# **PHASE 2: DATA ENGINEERING (Days 5-8)**

## **DAY 5 (13/01/26) - Delta Lake Advanced**



### **Section 1 - Learn**:

### **_1. Time travel (version history)_**

Delta Lake **Time Travel** is a powerful feature that allows you to query historical versions of your data. Because every transaction (Insert, Update, Delete) is recorded in a versioned **Transaction Log**, you can "go back in time" to see exactly what your table looked like at any specific point.

Here are the key points in bullet form:

#### 1. How to Access History

* **The "DVR" for Data:** Every write operation creates a new **Version Number** (starting at 0) and a **Timestamp**.
* **Version Query:** You can query a specific version using `VERSION AS OF X`.
* **Timestamp Query:** You can query by a date or time string using `TIMESTAMP AS OF 'yyyy-MM-dd'`.

#### 2. Core Use Cases

* **Audit & Compliance:** Easily prove what data looked like during a specific month-end or financial close without maintaining manual backups.
* **Error Recovery:** If a bug in your code accidentally deletes or corrupts rows, you can instantly see the "good" data from the previous version.
* **ML Reproducibility:** Data scientists can re-run models on the exact same dataset version used months ago, ensuring consistent results for experiments.
* **Snapshot Isolation:** You can "pin" a set of queries to a single version of a fast-changing table so that your multi-step report doesn't change halfway through execution.

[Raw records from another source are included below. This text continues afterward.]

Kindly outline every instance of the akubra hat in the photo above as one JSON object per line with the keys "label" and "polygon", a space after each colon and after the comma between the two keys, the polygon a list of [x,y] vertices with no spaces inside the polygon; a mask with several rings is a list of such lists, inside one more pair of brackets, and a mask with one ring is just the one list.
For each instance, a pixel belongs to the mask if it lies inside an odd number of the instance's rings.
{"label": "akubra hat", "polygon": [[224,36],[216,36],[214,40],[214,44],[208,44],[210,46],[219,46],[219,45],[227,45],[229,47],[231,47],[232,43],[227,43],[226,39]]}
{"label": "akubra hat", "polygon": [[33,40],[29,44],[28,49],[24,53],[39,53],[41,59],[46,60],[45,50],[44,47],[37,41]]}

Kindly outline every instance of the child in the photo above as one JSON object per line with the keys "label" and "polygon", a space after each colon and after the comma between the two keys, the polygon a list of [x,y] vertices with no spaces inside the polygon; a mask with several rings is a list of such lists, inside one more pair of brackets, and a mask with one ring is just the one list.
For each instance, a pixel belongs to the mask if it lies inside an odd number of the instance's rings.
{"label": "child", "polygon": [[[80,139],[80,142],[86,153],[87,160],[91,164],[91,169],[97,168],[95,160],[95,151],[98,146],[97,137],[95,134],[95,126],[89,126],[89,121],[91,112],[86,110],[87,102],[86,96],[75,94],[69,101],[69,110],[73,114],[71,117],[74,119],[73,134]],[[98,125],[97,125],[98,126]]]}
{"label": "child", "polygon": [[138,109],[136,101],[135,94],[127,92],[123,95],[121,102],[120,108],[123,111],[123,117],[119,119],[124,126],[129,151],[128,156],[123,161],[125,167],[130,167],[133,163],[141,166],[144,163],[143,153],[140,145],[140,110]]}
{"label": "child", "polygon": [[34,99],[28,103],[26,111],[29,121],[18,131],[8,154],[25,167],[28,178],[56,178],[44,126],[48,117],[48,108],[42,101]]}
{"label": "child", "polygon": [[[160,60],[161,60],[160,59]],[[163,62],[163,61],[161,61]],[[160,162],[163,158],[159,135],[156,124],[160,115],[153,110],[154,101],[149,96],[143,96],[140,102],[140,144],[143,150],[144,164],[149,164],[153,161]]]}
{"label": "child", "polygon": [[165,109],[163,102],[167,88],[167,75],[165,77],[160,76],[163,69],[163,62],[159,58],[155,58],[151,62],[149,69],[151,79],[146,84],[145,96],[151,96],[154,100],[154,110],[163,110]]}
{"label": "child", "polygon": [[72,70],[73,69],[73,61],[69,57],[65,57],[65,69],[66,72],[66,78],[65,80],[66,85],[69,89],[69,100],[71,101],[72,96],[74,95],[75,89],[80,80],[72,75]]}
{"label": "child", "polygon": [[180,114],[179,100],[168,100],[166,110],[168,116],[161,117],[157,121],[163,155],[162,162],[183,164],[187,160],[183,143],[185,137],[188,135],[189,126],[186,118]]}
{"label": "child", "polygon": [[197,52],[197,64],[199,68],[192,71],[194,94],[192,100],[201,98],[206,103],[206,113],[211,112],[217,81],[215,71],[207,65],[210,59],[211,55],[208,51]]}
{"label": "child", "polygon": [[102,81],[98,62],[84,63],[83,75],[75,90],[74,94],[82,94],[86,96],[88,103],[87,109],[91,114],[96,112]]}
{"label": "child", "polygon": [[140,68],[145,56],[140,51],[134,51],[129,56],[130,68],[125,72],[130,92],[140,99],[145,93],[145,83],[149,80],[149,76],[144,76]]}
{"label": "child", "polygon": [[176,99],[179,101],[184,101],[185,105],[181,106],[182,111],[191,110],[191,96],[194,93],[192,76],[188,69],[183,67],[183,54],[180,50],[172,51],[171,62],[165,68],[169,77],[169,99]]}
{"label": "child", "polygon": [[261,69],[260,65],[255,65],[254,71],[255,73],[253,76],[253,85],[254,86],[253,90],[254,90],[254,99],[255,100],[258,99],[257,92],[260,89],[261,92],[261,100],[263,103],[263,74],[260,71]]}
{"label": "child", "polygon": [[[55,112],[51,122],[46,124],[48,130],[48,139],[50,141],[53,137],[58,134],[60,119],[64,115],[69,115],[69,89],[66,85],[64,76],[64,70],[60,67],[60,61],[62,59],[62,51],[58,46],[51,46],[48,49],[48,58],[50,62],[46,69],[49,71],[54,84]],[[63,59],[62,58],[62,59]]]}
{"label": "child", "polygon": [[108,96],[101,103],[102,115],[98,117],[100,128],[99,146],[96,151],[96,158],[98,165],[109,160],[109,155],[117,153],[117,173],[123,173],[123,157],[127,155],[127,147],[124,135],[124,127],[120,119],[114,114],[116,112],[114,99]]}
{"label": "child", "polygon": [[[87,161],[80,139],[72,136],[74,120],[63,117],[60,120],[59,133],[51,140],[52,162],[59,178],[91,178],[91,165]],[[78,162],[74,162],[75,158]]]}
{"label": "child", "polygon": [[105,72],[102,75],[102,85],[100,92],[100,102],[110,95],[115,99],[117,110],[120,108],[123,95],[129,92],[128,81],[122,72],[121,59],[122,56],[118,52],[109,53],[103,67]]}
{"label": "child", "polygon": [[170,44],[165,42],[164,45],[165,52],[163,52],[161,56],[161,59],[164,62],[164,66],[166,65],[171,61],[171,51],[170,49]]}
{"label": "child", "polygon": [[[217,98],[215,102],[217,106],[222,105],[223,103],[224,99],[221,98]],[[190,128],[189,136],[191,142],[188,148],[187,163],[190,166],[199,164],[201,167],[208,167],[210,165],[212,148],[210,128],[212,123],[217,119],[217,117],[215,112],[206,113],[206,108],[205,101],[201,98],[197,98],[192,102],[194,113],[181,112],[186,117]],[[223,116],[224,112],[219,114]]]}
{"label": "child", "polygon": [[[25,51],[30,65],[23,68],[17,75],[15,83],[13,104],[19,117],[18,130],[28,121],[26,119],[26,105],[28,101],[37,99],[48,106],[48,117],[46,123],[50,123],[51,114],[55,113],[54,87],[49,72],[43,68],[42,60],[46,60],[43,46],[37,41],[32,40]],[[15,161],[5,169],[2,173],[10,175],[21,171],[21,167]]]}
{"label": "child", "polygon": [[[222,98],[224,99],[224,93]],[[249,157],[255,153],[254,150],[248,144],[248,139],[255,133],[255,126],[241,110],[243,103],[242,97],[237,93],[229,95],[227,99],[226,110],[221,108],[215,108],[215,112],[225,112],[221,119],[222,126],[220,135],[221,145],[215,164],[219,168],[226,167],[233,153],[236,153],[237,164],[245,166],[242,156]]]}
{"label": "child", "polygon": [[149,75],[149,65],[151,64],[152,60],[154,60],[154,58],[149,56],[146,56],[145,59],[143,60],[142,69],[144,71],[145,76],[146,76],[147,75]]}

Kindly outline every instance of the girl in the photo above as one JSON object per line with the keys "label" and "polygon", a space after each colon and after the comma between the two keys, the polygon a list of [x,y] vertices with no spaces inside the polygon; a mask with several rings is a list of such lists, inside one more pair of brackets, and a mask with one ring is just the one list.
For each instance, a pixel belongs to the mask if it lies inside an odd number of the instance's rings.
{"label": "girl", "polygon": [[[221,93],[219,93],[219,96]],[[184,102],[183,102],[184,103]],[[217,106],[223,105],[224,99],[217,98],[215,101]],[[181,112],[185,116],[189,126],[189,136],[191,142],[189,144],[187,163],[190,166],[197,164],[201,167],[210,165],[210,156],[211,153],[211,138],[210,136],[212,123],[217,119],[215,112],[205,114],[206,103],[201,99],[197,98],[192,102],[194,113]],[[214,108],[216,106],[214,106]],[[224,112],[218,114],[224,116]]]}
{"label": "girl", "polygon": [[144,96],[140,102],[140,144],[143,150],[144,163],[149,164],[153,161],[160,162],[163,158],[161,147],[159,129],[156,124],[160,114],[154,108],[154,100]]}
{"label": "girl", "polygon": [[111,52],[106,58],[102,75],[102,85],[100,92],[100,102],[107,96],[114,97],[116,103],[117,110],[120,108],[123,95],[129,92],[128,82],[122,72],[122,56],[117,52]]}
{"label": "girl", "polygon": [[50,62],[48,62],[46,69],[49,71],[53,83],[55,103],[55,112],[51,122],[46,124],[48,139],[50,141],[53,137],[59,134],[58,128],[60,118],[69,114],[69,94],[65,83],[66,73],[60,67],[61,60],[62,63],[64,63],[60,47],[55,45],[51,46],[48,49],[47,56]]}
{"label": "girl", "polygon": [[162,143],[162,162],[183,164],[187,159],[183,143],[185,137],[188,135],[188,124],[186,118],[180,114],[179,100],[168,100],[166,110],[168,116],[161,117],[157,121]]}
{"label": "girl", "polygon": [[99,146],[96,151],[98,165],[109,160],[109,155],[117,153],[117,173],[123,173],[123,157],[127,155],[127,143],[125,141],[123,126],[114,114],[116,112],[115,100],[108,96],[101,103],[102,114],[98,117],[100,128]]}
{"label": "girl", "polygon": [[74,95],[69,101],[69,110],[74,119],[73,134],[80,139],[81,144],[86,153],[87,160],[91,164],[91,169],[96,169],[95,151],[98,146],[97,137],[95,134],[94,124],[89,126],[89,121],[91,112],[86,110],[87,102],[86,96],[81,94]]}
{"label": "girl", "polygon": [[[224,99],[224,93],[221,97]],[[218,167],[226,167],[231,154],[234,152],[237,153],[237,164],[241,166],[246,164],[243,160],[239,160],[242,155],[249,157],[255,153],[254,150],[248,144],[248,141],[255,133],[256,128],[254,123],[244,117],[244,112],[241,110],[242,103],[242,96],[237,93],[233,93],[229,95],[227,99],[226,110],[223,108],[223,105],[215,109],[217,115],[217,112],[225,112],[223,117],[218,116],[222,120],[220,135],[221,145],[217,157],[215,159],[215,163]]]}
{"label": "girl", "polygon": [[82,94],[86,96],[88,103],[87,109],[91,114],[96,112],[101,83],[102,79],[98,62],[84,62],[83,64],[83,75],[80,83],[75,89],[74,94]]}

#### 3. Key Commands (PySpark & SQL)

* **View Table History:** Use `DESCRIBE HISTORY table_name` to see a list of versions, who made the change, and what operation was performed (e.g., MERGE, UPDATE).
* **Rollback (Restore):** You can permanently revert a table to a previous state using the `RESTORE` command:
  * *SQL:* `RESTORE TABLE my_table TO VERSION AS OF 5`
  * *Python:* `deltaTable.restoreToVersion(5)`



#### 4. Important Constraints

* **The "Vacuum" Limit:** You can only time travel to versions for which the underlying data files still exist. If you run the **`VACUUM`** command (which deletes old files to save space), you lose the ability to go back past that cleanup point.
* **Default Retention:** By default, Databricks keeps 30 days of transaction logs and 7 days of actual data files for time travel. You can increase these durations in the table properties:
  * `delta.logRetentionDuration` (History log)
  * `delta.deletedFileRetentionDuration` (Physical data files)

---

### **_2. MERGE operations (upserts)_**

In PySpark, the **`MERGE`** operation (often called an **Upsert**) is a single, powerful command that allows you to simultaneously insert new records, update existing ones, and even delete data based on a matching condition.

In a traditional Data Lake (Parquet), you would have to rewrite the entire partition to change a single row. Delta Lake makes this efficient by only rewriting the specific files that contain the "touched" data.

#### **The Three Core Clauses**

* **`whenMatchedUpdate(...)`**: If the `source.id` matches a `target.id`, update the existing row in the target table with new values.
* **`whenNotMatchedInsert(...)`**: If a record exists in the source but **not** in the target, insert it as a brand-new row.
* **`whenNotMatchedBySourceDelete()`**: (Optional) If a record exists in the target but is **missing** from the source, delete it from the target. This is useful for synchronizing a mirror image of a source database.

#### **Key Industry Use Cases**

* **Change Data Capture (CDC):** Syncing your Data Lake with a production SQL database by applying a daily stream of "Inserts" and "Updates."
* **GDPR Compliance:** Efficiently finding and deleting specific user records across massive datasets without a full table rewrite.
* **SCD Type 1 & 2:** Maintaining "Slowly Changing Dimensions"—either overwriting old values (Type 1) or keeping a history of changes (Type 2).
* **Deduplication:** Merging a new batch of data while ensuring you don't create duplicate records for users already in the system.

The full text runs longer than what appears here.